Lawrence. - There is quite a tract marked on the map of French Mountain tract, as belonging to John Lawrence, but whether it was patented to him or not we did not succeed in finding out. It is in Queensbury.

McCauley. - There is a small patent nearly south of the village of Warrensburgh, and marked Auley on Burr's atlas (which ought to be Hugh McAuley). We failed to find further records of it. It lies in the town of Caldwell.

McClay. - There is another small patent marked on the map of Warrensburgh tract, "D. McClay," of which we have failed to find any record. It lies in the town of Warrensburgh in the extreme southwest corner.

Laws. - A patent of about fifteen hundred and fifty acres lies in the town of Hague, on the lake shore, on which the village of Hague stands, of which we obtained no definite trace.

McClallen.
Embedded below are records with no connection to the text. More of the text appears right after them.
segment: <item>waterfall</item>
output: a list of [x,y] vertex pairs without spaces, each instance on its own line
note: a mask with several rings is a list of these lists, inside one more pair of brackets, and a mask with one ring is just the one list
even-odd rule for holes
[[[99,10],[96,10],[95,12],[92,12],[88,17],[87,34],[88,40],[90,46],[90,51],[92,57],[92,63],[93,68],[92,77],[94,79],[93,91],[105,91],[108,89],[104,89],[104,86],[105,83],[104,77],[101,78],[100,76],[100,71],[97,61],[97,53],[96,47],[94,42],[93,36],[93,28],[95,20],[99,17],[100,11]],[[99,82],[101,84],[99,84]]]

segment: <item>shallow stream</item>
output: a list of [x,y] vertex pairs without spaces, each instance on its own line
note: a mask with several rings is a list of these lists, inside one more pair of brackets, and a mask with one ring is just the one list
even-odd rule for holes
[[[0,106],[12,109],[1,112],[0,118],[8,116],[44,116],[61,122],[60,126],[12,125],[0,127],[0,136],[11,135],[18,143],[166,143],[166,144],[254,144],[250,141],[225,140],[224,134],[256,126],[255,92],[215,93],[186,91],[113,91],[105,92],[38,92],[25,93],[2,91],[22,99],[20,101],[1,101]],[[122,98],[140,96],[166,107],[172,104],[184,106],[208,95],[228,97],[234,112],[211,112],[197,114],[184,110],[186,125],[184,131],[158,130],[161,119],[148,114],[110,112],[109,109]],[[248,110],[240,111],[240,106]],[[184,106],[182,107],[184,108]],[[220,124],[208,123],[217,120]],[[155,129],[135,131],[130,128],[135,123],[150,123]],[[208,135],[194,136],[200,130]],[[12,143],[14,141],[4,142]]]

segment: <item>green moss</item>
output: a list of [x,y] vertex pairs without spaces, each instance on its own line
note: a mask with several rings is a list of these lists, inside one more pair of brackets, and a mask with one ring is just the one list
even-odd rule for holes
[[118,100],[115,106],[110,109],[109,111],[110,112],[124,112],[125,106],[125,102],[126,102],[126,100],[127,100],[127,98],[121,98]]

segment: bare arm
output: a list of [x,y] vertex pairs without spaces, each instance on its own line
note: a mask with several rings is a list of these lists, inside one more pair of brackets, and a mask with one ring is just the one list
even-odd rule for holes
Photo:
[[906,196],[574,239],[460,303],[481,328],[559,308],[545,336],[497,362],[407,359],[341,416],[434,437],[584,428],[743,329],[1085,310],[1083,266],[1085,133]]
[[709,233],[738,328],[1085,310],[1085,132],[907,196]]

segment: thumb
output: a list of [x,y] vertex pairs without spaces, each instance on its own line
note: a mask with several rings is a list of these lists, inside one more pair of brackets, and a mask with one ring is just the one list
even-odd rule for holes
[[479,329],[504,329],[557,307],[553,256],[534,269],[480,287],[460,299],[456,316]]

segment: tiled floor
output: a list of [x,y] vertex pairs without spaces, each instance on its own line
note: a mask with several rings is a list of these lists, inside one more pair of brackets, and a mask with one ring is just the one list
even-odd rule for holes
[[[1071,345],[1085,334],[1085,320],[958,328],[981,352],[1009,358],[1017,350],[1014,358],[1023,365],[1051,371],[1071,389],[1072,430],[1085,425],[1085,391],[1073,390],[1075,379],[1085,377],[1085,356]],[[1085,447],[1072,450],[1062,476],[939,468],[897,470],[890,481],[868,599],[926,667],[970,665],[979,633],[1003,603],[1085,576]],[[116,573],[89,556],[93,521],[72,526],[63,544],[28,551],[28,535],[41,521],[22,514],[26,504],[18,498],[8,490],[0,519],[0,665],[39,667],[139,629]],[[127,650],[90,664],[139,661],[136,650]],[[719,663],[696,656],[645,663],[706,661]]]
Page 219- A large tract of twenty-two thousand one hundred acres in the north part of Hague, and in the south part of Ticonderoga, was granted to Robert McClallen, James Caldwell and Robert Cochran, and a second tract south of the first, of seventeen thousand six hundred acres, on the 3d of March, 1795. In the description of the boundaries of these two tracts, there is mention made of the patents of Samuel Deal, John Stoughton, Jonathan Mathews, John Lee, James Stevenson, Theopilact Bache, George Robinson, James Scott, William Friend, besides several patents that were granted to James Caldwell. - Patents, Vol. XVIII, page 56, etc.

McDonold. - Niel McDonold, with seven others, was granted a patent for sixteen hundred acres on the 28th of March, 1771. It lies next north of Peter Garland and among the names is William Nowland, which may account for the name on the map in Burr's atlas, as Norman. We find no such name in the Indexes. The patent is in the town of Bolton. -Military Patents, Vol. II, page 578.

Mitchell. - Hill Mitchell and fifteen others obtained a patent for eight hundred acres next north of David Smith, and twelve others on the 5th of April, 1771. It lies in the extreme north point of Caldwell. - M. P., Vol. II, page 584.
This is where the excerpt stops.